April 6, 2018 at 1:53 p.m.
COMPASSION FATIGUE

After year of tragedy, have people closed up wallets and hearts?


By KAREN DIETLEIN OSBORNE- | Comments: 0 | Leave a comment

Catholics who have donated money and time to victims of the devastating natural disasters that have struck the world in the last year may be feeling depressed, withdrawn or stressed, says Sister Anne Bryan Smollin, CSJ, director of the Albany diocesan Counseling for Laity office.

Such feelings, she continued, are "natural, especially when we're saturated with so many disasters."

From the South Asian tsunami last December to the latest in a series of hurricanes this week, from homeless residents of the Gulf Coast to speculation about a pendemic avian flu, from worry about terrorist attacks to scenes of the massive earthquake in Pakistan, many people may feel overwhelmed.

Fatigued

That feeling is sometimes called "compassion fatigue," the sense that one cannot do any more giving or sympathizing.

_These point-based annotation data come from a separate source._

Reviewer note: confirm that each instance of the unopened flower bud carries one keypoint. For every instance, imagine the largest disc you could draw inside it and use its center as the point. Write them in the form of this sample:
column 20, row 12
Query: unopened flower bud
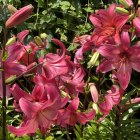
column 93, row 60
column 131, row 17
column 122, row 10
column 96, row 108
column 94, row 92
column 126, row 3
column 10, row 79
column 11, row 41
column 12, row 9
column 38, row 41
column 43, row 35
column 64, row 94
column 19, row 16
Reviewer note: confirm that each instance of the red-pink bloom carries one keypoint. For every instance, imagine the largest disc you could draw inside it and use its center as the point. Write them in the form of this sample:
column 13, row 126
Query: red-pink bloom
column 122, row 58
column 107, row 23
column 70, row 115
column 40, row 108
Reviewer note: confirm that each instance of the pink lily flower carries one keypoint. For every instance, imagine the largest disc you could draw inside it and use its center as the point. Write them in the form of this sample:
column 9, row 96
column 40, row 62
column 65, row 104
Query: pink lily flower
column 40, row 108
column 122, row 58
column 107, row 23
column 70, row 115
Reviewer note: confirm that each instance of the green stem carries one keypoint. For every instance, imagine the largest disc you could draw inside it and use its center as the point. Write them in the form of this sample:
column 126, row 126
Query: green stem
column 4, row 92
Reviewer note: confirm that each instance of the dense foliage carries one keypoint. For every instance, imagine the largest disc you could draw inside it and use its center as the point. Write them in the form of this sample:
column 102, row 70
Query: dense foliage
column 71, row 69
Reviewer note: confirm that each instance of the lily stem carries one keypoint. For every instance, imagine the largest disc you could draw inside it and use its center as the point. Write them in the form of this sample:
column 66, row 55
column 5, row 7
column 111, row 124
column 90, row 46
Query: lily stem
column 4, row 92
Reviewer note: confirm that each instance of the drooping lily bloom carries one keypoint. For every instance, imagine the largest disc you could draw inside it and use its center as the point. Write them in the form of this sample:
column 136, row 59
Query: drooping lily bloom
column 122, row 58
column 40, row 108
column 107, row 23
column 70, row 115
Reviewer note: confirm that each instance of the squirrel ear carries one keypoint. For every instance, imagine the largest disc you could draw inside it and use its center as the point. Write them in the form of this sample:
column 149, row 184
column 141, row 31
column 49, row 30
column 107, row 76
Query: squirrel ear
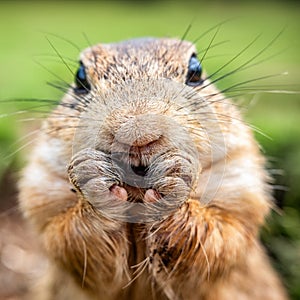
column 193, row 77
column 81, row 81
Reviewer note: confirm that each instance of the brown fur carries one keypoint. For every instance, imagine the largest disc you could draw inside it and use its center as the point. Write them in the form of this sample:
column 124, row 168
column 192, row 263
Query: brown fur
column 204, row 201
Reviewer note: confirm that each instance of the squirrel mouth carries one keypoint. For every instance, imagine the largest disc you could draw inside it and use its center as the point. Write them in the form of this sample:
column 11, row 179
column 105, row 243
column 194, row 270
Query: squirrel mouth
column 139, row 170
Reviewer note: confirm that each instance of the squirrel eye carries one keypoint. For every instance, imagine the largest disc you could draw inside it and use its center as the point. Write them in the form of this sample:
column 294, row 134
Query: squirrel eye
column 194, row 74
column 81, row 82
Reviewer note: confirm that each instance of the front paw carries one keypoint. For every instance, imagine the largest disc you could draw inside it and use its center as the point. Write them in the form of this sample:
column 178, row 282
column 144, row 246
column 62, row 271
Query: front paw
column 97, row 179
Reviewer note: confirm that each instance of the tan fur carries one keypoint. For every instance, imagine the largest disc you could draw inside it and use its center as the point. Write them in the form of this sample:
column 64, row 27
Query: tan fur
column 202, row 206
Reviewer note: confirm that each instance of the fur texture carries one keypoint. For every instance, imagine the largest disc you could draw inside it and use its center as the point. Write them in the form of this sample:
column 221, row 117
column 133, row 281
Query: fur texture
column 144, row 187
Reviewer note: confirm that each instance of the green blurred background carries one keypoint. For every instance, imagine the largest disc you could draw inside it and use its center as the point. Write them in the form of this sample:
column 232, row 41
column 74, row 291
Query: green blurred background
column 28, row 62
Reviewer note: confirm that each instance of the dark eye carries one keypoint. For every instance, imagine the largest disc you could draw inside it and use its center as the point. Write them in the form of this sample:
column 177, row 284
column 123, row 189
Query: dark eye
column 193, row 77
column 82, row 84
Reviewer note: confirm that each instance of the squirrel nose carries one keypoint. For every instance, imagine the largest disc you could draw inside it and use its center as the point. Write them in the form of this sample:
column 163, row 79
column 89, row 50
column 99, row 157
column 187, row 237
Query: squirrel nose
column 139, row 131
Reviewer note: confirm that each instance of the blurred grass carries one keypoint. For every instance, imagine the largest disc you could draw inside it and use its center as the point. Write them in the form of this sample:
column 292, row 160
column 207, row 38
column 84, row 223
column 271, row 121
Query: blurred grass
column 24, row 26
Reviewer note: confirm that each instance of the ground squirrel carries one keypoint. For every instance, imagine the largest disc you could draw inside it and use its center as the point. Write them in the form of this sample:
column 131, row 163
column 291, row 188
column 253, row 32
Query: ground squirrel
column 145, row 183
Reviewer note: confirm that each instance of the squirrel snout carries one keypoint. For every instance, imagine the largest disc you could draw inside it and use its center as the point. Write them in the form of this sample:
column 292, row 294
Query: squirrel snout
column 139, row 131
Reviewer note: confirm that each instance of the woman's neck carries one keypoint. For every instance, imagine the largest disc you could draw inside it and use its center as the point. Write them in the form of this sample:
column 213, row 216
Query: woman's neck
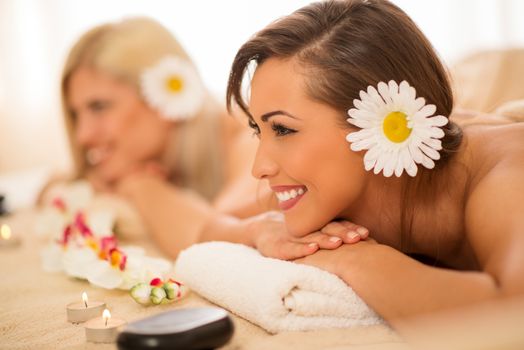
column 379, row 209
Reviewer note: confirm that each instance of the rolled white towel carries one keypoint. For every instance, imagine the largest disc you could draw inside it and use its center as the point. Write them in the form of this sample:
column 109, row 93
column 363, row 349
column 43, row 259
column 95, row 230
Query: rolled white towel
column 275, row 294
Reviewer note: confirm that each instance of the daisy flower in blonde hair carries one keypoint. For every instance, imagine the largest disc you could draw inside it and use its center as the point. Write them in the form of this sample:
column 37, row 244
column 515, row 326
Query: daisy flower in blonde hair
column 398, row 130
column 174, row 87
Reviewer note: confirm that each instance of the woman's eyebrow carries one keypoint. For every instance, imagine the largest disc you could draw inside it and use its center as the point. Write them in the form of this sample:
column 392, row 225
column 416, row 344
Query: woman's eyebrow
column 265, row 117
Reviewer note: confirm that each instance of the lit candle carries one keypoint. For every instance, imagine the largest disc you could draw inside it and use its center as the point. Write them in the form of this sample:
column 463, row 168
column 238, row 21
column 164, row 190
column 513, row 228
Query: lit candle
column 6, row 237
column 85, row 310
column 103, row 329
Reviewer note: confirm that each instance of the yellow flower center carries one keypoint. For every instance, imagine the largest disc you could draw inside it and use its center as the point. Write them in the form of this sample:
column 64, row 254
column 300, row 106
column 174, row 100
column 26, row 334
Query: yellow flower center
column 174, row 84
column 396, row 127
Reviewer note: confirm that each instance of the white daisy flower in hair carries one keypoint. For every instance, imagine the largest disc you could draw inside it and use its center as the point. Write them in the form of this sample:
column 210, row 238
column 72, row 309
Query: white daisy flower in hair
column 398, row 130
column 174, row 87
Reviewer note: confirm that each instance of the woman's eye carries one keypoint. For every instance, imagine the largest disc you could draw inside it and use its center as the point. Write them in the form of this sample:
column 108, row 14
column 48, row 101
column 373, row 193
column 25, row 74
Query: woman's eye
column 281, row 130
column 254, row 127
column 99, row 106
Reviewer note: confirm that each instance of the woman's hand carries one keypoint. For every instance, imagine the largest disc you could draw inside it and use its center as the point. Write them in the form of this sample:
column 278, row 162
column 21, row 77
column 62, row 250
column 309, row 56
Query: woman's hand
column 272, row 239
column 336, row 261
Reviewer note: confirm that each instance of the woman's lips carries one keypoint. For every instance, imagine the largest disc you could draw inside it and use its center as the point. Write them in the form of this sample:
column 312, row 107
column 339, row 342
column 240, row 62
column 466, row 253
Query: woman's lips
column 288, row 195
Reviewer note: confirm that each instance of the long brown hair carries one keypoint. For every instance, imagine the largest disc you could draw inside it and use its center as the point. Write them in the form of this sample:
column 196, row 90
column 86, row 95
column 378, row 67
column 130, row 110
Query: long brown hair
column 345, row 46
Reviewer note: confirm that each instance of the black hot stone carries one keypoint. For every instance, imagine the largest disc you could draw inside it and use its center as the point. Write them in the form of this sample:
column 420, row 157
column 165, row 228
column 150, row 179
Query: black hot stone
column 188, row 329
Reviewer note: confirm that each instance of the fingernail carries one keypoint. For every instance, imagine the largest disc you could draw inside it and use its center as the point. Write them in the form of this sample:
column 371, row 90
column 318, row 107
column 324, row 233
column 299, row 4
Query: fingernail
column 353, row 235
column 362, row 231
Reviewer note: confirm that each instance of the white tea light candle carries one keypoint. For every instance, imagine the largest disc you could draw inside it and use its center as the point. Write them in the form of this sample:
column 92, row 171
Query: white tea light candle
column 85, row 310
column 103, row 329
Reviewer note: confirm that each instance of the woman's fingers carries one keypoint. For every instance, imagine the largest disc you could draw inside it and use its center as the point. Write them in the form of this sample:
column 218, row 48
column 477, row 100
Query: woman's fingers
column 323, row 240
column 347, row 231
column 287, row 250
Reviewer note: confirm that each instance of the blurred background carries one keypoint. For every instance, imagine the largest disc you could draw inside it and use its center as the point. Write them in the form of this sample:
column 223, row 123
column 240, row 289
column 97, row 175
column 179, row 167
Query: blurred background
column 36, row 35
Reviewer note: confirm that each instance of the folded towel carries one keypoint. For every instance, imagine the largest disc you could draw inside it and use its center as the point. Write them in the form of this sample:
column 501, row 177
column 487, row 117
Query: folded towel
column 275, row 294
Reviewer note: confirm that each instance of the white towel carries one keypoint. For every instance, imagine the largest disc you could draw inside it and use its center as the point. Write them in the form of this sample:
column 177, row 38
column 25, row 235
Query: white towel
column 277, row 295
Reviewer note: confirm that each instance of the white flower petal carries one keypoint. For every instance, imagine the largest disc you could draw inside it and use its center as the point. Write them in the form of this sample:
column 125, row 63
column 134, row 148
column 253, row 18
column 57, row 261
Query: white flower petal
column 390, row 165
column 416, row 153
column 173, row 105
column 427, row 162
column 408, row 163
column 363, row 144
column 381, row 161
column 426, row 111
column 420, row 147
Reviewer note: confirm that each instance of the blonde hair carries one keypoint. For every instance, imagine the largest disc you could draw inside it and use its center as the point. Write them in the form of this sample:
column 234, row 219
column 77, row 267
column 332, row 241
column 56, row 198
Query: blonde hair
column 124, row 49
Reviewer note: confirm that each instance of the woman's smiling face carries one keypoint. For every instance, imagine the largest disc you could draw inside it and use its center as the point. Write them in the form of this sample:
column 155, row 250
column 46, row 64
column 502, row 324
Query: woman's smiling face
column 302, row 152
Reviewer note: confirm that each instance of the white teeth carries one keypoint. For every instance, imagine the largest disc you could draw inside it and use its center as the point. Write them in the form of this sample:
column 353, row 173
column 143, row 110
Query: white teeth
column 287, row 195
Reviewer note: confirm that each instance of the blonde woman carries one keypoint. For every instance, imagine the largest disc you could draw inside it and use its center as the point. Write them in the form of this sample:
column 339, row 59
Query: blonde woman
column 142, row 124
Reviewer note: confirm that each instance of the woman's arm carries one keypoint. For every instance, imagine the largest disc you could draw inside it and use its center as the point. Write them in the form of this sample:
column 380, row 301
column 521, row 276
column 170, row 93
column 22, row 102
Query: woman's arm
column 175, row 216
column 396, row 285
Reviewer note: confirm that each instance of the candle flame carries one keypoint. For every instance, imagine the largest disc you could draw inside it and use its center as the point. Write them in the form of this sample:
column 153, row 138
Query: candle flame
column 106, row 315
column 5, row 232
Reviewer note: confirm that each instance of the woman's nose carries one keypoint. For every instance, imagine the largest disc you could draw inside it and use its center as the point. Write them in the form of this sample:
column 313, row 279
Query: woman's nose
column 264, row 166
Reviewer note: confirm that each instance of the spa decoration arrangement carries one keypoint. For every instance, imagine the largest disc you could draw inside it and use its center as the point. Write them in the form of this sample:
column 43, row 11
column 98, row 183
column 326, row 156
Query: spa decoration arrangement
column 158, row 292
column 81, row 243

Sister Anne calls that feeling a side-effect of a 24-hour immersion in devastation that results from modern media. Catholics, along with everyone else, can struggle with finding the limits of their responsibilities towards the suffering.

"What really scares me is that we see so much of it that, after a while, we get desensitized," she told The Evangelist. "We pull inward. We stop thinking about what we can do. We forget to even pray -- and that scares me more than anything.

"We want to care. It just breaks your heart to see these things -- to see people suffer and to realize that we can only do so much. We're affected by this."

Sense of self

The feelings are partially engendered by viewers' "being reminded of their own helplessness," Sister Anne noted. "It gets us in touch with our own poverty," both materially and spiritually.

After 9/11, she counseled families to fight desensitization by turning off horrific images on TV and in still photos if they became too much, but she added that looking away was not license to stop looking at all or "disengaging ourselves" from being involved with the restoration process.

Ceasing to read the paper totally is just as destructive as allowing ourselves to be saturated by the stories and images, she said.

"We still have to be in touch with reality," she said. "We have to stay connected to one another. That's the way we keep ourselves healthy and keep others healthy. [Catholics] are called to give as much as we can on every level, whether that's financially or with prayer. Sometimes, we feel we have to close our eyes; maybe that's the time we whisper a prayer. Maybe that's the time when we ask ourselves, 'What can we do?'"

Talk about it

Depressed or withdrawn feelings can be internalized, Sister Anne explained; when "we don't talk about things, they get bigger."

So she advises those who may be feeling overwhelmed by events to talk about their fears and hopes with family and friends, as well as to "listen to ourselves and hear our own concerns."

Another good way to stop looking inward is to redirect those thoughts outward, she said, and "really think about our neighbors," whether they are nearby or in a foreign country.

"Everyone is connected," she said.

Giving limits

Many Catholics, Sister Anne said, are worried about their ability to continue giving or wonder where their responsibility to alleviate disaster lies in comparison to duties to their families.

Is there a point, Catholics ask, where they should stop giving?

"When we get to that point where we say, 'I can't do this,' it doesn't mean that we're bad Christians or that we don't care," she said. "It means that we have to prioritize. We have to clothe and feed and keep our families safe and secure. At the same time, we have to ask, 'How can we also help other people?'"

What's enough?

This year, Catholics in the Albany Diocese have sent more than $2 million dollars to assist victims of the tsunami and Hurricane Katrina, and may wonder "if we've given beyond what we are supposed to give," she said.

Catholics, called to be stewards of the world around them, are neither allowed to abdicate responsibility for what happens in the world nor required to give beyond their means, said Sister Anne.

A family worried about this winter's rising heating bills and gasoline prices, she said, might look to other ways to help the poor. Some of these ways could be offering their time at a food drive for Katrina victims or sending the money they would have spent at a restaurant to relief efforts.

"We have to listen to each other differently -- parents to children, families to families -- and listen to ourselves and hear our own concerns. We can't change things [in a natural disaster], but we can figure out how to help.

"We always think of money as the only solution, but it doesn't have to be that way. We can pray. There are many simple, little ways that we can teach others to stay connected. We can think of making a little difference on some level."